By Barry Svrluga
Washington Post Staff Writer
Thursday, July 21, 2005
The loss to the Colorado Rockies -- a 3-2 decision in which the Washington Nationals squandered opportunity after opportunity -- would have been enough to handle last night, for it was the second in three games to lowly Colorado, the National League's worst team, and meant the first-place Nationals have lost four straight series to mediocre opponents.
But then, with the team on the precipice of losing its lead in the National League East, came a bizarre postgame interview session with ace right-hander Livan Hernandez, who claimed he is contemplating having surgery on his problematic right knee, though he believes he could pitch if he feels like he did last night.
"I'm not going to say nothing," Hernandez said. " . . . And this is the best organization. After the season, I'm going to tell you something. Don't worry about it."
The meandering, difficult-to-follow exchange between Hernandez and reporters followed a seven-inning outing in which Hernandez tied a modern major league record by hitting four batters, failed to protect a 2-0 lead by allowing a two-run homer to Rockies catcher J.D. Closser -- who came into the game hitting .207 -- and suffered consecutive losses for the first time all season, dropping his record to 12-4.
But several times afterward, Hernandez said he would likely make a decision today as to whether to have surgery on his knee, which has bothered him since he left a start against the Chicago Cubs on May 14. To this point, Hernandez has adjusted his stride and delivery to compensate for the knee, and he became an all-star in the process.
But after last night's outing, he said something or someone had made him upset enough that he would consider having surgery -- whether he needed it or not.
"The knee is okay," Hernandez said. "I not say nothing about my knee is hurt.

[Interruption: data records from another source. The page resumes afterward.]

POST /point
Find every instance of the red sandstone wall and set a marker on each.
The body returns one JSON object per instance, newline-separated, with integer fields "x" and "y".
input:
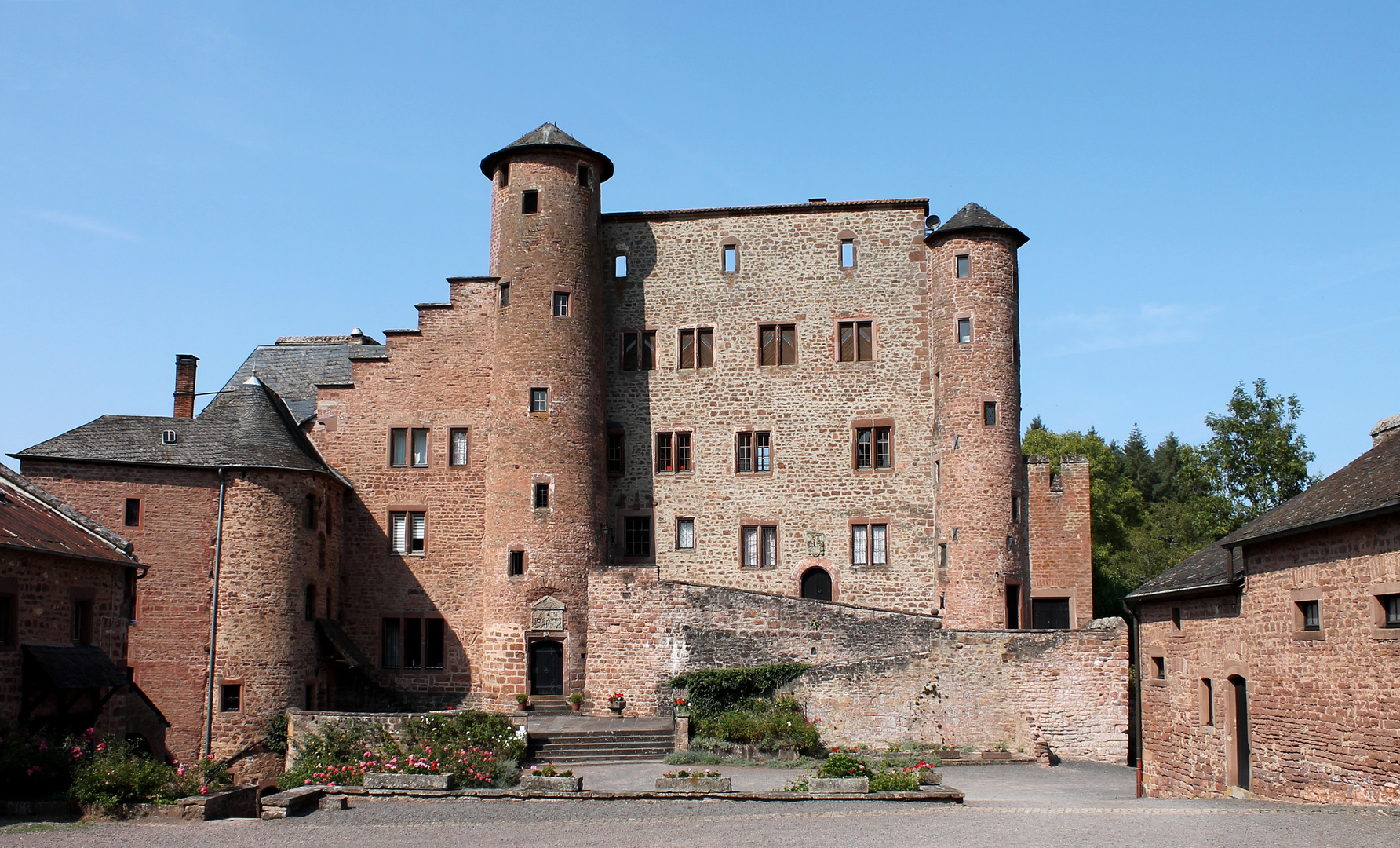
{"x": 1062, "y": 554}
{"x": 1323, "y": 708}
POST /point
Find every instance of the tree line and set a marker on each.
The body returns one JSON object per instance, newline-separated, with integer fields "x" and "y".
{"x": 1153, "y": 508}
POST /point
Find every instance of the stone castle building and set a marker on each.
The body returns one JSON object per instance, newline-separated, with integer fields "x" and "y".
{"x": 647, "y": 442}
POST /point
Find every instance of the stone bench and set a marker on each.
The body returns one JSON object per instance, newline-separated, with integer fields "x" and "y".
{"x": 293, "y": 802}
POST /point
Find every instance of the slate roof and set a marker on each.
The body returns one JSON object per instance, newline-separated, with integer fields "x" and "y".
{"x": 248, "y": 426}
{"x": 35, "y": 521}
{"x": 1369, "y": 485}
{"x": 975, "y": 217}
{"x": 544, "y": 137}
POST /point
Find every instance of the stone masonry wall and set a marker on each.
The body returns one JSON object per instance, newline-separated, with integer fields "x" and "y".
{"x": 1064, "y": 689}
{"x": 1322, "y": 707}
{"x": 1062, "y": 553}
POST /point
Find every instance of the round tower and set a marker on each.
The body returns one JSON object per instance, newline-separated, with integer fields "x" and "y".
{"x": 545, "y": 485}
{"x": 980, "y": 499}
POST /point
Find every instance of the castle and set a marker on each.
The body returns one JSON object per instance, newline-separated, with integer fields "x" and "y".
{"x": 647, "y": 442}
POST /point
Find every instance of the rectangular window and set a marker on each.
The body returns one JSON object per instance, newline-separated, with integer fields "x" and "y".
{"x": 434, "y": 631}
{"x": 855, "y": 341}
{"x": 230, "y": 697}
{"x": 460, "y": 446}
{"x": 391, "y": 644}
{"x": 637, "y": 535}
{"x": 616, "y": 455}
{"x": 398, "y": 448}
{"x": 778, "y": 344}
{"x": 421, "y": 449}
{"x": 412, "y": 642}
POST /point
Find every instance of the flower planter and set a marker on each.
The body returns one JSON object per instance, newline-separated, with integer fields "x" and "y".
{"x": 388, "y": 780}
{"x": 542, "y": 784}
{"x": 695, "y": 784}
{"x": 840, "y": 785}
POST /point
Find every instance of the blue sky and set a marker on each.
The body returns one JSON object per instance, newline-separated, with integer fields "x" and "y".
{"x": 1212, "y": 191}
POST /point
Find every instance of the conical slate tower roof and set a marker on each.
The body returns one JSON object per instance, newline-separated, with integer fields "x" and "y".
{"x": 545, "y": 137}
{"x": 975, "y": 217}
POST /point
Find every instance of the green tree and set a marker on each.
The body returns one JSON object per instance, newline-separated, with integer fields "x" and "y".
{"x": 1257, "y": 453}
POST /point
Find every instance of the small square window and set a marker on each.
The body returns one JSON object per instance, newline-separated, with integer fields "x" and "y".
{"x": 458, "y": 437}
{"x": 230, "y": 697}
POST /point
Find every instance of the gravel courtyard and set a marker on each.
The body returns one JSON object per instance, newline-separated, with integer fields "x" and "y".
{"x": 1074, "y": 805}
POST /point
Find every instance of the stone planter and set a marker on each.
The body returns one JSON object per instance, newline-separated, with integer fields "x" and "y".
{"x": 388, "y": 780}
{"x": 840, "y": 785}
{"x": 542, "y": 784}
{"x": 695, "y": 784}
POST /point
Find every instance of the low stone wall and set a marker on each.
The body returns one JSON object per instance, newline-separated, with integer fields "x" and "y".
{"x": 1063, "y": 689}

Nothing. I don't say nothing about my knee."
He said he has not had an MRI exam on the knee since May, and that he doesn't plan to have one. A Nationals spokesman said the training staff briefly looked at the knee after Hernandez came out of the game, and planned a follow-up examination today.
Manager Frank Robinson was caught off guard by Hernandez's remarks.
"I have no answers for you," Robinson said. "I don't have a full picture of it. I have no idea what's going on."
Yet at one point, Hernandez said the chances that he would decide to have surgery were "99.9 percent." In the next breath, he said he wouldn't abandon his team, which has lost 10 of 14 and had its lead in the NL East whittled to just a half-game over the Atlanta Braves.
"Listen, it's hard for me," Hernandez said. "You think it's easy, but it's not easy. It's not easy for me to make the decision. It's not easy.
"I love my teammates. I love this team. You know I would never quit. Never. Because I am not a quitter. Everybody knows me. I go over there and do my best."
Even the potential loss of Hernandez could be badly unsettling to a team that is anchored by its starting rotation. Hernandez, in turn, is the anchor of that rotation. His last win came July 1 in Chicago, when he brilliantly outdueled the Cubs' Mark Prior. The Nationals went on to sweep that series, giving them a six-game winning streak and a 5 1/2 -game lead in the division. Since then, they haven't won back-to-back games.
Last night's loss was more than just about Hernandez, and there were some in the organization who felt that the ace pitcher's remarks were made simply out of frustration that the Nationals couldn't score enough runs to support him. Seven times the Nationals came up with runners in scoring position, and seven times they failed.
In the eighth, for instance, with the Nationals trailing 3-2, Jamey Carroll led off with a walk, and Jose Vidro successfully bunted him to second. That brought up third-place hitter Brad Wilkerson and cleanup man Jose Guillen, each with a chance to tie the game against Rockies reliever Doug Miceli.
Wilkerson, though, struck out on a 3-2 pitch, his 100th strikeout of the year. And Guillen, who has just three RBI in seven games since the all-star break, followed by popping lazily to center field.
"I've been missing my pitches," Guillen said. "It's tough. I don't know how many guys I've been leaving on base. I know when I come to bat with people on base, they expect me to drive in the runs. But sometimes, it's not going to go my way. It's a tough sport. It's a tough game."
The Nationals had one last chance, when Ryan Church hit a two-out double in the ninth, moved to third on a wild pitch, and Rockies closer Brian Fuentes hit Carlos Baerga with a pitch. That brought the announced crowd of 32,381 to its feet, hoping pinch hitter Vinny Castilla -- badly hobbling on his ailing left knee -- could come through.
Castilla hit the ball solidly, but it was right at Colorado shortstop Desi Relaford. A dramatic end.
But then, the real drama -- Hernandez.
"When I come to the stadium tomorrow, I will see," Hernandez said. "I go to sleep tonight, I'm going to think about it. And that's it."